Intrinsic differences in adipocyte precursor cells from different white fat depots

Abstract

Obesity and body fat distribution are important risk factors for the development of type 2 diabetes and metabolic syndrome. Evidence has accumulated that this risk is related to intrinsic differences in behavior of adipocytes in different fat depots. In the current study, we demonstrate that adipocyte precursor cells (APCs) isolated from visceral and subcutaneous white adipose depots of mice have distinct patterns of gene expression, differentiation potential, and response to environmental and genetic influences. APCs derived from subcutaneous fat differentiate well in the presence of classical induction cocktail, whereas those from visceral fat differentiate poorly but can be induced to differentiate by addition of bone morphogenetic protein (BMP)-2 or BMP-4. This difference correlates with major differences in gene expression signature between subcutaneous and visceral APCs. The number of APCs is higher in obesity-prone C57BL/6 mice than obesity-resistant 129 mice, and the number in both depots is increased by up to 270% by exposure of mice to high-fat diet. Thus, APCs from visceral and subcutaneous depots are dynamic populations, which have intrinsic differences in gene expression, differentiation properties, and responses to environmental/genetic factors. Regulation of these populations may provide a new target for the treatment and prevention of obesity and its metabolic complications.

FIG. 1.

Frequency of APCs and other SVF cells in SC vs. Vis depots. Typical FACS sorting analysis of APCs and other SVF cells from SC and Vis depots isolated from male mice aged 7–9 weeks. Data were calculated using only live cells. Double positive CD34, SCA1 (and CD45⁻, CD31⁻, and Ter119⁻) cells were considered APCs, whereas CD45⁺, CD31⁺, and Ter119⁺ cells were considered as other SVF cells.
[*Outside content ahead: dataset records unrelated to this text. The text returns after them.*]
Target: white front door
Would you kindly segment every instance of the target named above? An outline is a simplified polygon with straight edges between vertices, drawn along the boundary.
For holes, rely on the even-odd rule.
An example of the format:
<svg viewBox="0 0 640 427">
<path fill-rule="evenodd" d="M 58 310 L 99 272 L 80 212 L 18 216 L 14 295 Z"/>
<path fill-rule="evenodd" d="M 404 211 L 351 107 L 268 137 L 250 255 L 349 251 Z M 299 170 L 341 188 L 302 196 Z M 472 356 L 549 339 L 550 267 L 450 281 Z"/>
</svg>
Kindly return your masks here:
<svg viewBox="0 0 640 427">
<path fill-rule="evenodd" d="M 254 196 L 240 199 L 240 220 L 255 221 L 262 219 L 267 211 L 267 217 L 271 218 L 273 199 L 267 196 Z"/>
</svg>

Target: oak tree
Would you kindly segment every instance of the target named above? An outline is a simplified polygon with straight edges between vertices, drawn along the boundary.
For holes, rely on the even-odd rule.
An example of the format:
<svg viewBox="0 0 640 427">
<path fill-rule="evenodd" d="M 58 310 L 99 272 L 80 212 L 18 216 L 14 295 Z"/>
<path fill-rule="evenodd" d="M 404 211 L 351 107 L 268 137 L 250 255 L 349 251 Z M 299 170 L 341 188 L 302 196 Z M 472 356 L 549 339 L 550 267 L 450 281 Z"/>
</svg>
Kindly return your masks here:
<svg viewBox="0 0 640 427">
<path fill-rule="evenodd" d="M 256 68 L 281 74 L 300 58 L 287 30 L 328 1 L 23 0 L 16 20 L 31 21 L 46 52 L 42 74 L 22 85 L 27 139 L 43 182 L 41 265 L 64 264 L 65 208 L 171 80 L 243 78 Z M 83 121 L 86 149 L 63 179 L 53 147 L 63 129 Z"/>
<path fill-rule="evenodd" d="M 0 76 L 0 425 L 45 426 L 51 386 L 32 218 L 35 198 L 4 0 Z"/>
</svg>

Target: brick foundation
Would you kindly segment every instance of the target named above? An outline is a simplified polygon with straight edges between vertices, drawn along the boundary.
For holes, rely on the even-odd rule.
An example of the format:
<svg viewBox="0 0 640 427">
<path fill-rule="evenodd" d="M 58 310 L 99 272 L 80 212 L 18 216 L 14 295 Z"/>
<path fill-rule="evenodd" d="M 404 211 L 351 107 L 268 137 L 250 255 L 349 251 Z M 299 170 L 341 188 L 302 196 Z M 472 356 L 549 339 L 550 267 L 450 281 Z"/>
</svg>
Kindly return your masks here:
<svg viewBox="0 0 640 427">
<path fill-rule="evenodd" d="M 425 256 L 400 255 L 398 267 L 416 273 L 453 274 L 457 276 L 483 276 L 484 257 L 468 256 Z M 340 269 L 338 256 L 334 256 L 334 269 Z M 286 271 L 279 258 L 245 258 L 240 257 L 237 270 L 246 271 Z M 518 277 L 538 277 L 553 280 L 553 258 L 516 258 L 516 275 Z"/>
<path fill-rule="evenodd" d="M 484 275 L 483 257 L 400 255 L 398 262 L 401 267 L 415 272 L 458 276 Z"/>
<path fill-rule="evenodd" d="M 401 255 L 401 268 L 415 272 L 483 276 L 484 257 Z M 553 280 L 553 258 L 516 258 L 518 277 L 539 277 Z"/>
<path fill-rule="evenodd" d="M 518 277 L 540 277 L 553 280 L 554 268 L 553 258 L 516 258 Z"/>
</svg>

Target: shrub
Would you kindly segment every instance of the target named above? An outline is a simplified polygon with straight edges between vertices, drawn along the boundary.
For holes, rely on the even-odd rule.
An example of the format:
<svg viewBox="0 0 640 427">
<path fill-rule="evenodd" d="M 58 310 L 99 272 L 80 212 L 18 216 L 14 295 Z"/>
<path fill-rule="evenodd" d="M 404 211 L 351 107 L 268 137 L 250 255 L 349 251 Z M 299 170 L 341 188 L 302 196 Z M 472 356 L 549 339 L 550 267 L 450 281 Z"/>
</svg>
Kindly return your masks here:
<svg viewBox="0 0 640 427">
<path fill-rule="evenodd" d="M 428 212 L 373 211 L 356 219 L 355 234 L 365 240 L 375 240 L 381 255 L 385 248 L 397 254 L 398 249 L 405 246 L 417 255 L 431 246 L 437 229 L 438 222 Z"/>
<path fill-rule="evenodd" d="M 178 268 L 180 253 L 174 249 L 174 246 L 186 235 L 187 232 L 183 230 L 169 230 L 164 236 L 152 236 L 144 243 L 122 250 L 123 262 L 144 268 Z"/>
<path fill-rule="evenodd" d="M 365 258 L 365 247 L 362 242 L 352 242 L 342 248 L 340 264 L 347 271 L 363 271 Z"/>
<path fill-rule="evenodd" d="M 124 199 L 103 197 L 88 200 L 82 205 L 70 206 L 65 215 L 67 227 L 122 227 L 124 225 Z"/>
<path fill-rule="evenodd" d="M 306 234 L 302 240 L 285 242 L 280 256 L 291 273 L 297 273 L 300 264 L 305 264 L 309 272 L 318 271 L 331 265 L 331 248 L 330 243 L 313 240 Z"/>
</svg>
A: Number of cells per depot. B: Percent of APCs in both depots relative to other SVF cells. Data are mean ± SEM of n = 4 independent experiments. Statistics were analyzed by Student t test (two-way, unequal variance). *P < 0.05.

FIG. 2.

Higher differentiation capacity in APCs from SC than from Vis depots. After FACS sorting, APCs from SC and Vis depots were placed in culture; upon 80% confluence, they were treated with or without BMP2 or BMP4 and 2 days later, were induced to differentiate (insulin, isobutylmethylxanthine, dexamethasone, and rosiglitazone). Seven days after induction of differentiation, they were photographed to evaluate for lipid-containing mature adipocytes (A and B) or lysed, mRNA extracted, and processed for quantitative PCR to evaluate expression changes on adipocyte differentiation genes (C and D). Graphs show fold changes vs. N Vis. N, control without BMPs or IC; BMP4 IC, BMP4 pretreatment followed by IC. Data are mean ± SEM of n = 2 independent experiments. Statistics were analyzed by Student t test (two-way, unequal variance). *P < 0.05.

FIG. 3.

Genetic and environmental impact on number (#) and percentage (%) of APCs and other SVF cells from Vis and SC fat depots. FACS sorting analysis of Vis and SC APCs and other SVF cells. Data were calculated using only live cells. Double positive CD34, SCA1 (and CD45⁻, CD31⁻, and Ter119⁻) cells were considered APCs, whereas CD45⁺, CD31⁺, and Ter119⁺ cells were considered as other SVF cells. A: 8-week-old vs. 1-year-old C57BL/6 mice. m, month. B: C57BL/6 (B6) vs. 129 mice (3 months old). C: C57BL/6 male (M) vs. female (F) mice (6 months old). Five mice per group were used in two independent experiments. Data are mean ± SEM. Statistics were analyzed by Student t test (two-way, unequal variance). *P < 0.05.

FIG. 4.

Effect of HFD on number (#) and percentage (%) of APCs and other SVF cells from Vis and SC fat depots. FACS sorting analysis of Vis and SC APCs and other SVF cells. Data were calculated using only live cells. Double positive CD34, SCA1 (and CD45⁻, CD31⁻, and Ter119⁻) cells were considered APCs, whereas CD45⁺, CD31⁺, and Ter119⁺ cells were considered as other SVF cells. FACS sorted cells from mice placed on chow diet (CD) or HFD for 1, 2, and 4 weeks starting at age 4 weeks (A) or 8 weeks (B). Three to five mice per group were used in two independent experiments. Data are mean ± SEM. Statistics were analyzed by Student t test (two-way, unequal variance). *P < 0.05.